Ba, Kiro and Hinton 2016 introduced Layer Normalization. Let \(\mathbf{a} \in \mathbb{R}^D\) be a \(D\)-dimensional vector of activations. Layer normalization first computes the mean and standard deviation across the \(D\) dimensions:
\[\mathbf{\mu} = \frac{1}{D} \sum_{d=1}^D \mathbf{a}_d\] \[\sigma = \sqrt{\frac{1}{D} \sum_{d=1}^D (\mathbf{a}_d - \mu)^2 + \epsilon}\]where \(\epsilon > 0\) is a small constant to avoid division by zero. Then, Layer normalization normalizes the activations:
\[\frac{ \mathbf{a} - \mathbf{\mu}}{\sigma}\]One can optionally introduce learnable parameters \(\mathbf{\gamma}, \mathbf{\beta} \in \mathbb{R}^D\) to scale and shift the normalized activations:
\[\mathbf{\gamma} \odot \frac{ \mathbf{a} - \mathbf{\mu}}{\sigma} + \mathbf{\beta}\]where \(\odot\) denotes elementwise multiplication.

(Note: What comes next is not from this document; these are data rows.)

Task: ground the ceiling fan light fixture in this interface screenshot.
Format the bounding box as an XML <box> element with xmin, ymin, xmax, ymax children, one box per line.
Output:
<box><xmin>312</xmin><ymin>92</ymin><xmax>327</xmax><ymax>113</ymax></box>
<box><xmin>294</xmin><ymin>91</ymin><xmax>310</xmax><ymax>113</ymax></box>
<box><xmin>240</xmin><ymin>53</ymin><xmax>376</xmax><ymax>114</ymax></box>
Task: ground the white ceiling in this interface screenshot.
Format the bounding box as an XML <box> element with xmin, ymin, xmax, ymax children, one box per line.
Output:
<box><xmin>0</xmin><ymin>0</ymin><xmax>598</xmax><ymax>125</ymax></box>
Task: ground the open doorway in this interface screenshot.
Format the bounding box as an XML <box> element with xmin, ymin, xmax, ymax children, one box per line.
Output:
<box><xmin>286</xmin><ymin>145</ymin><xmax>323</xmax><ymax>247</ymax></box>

Zhang and Sennrich NeurIPS 2019 introduced Root Mean Square (RMS) layer normalization. Rather than centering, RMS Layer Norm normalizes the activations by their root mean square. Let \(\mathbf{a} \in \mathbb{R}^D\) be a vector of activations. RMS Layer Norm first calculates the root mean square:
\[RMS(\mathbf{a}) = \sqrt{\frac{1}{D} \sum_d \mathbf{a}_d^2}\]RMS Layer Norm then normalizes the activations:
\[\frac{\mathbf{a}}{RMS(\mathbf{a})}\]One can optionally introduce learnable parameters \(\mathbf{\gamma} \in \mathbb{R}^D\) to scale the normalized activations:
\[\mathbf{\gamma} \odot \frac{\mathbf{a}}{RMS(\mathbf{a})}\]This forces the vectors to lie on a \(\sqrt{D}\)-scaled hypersphere.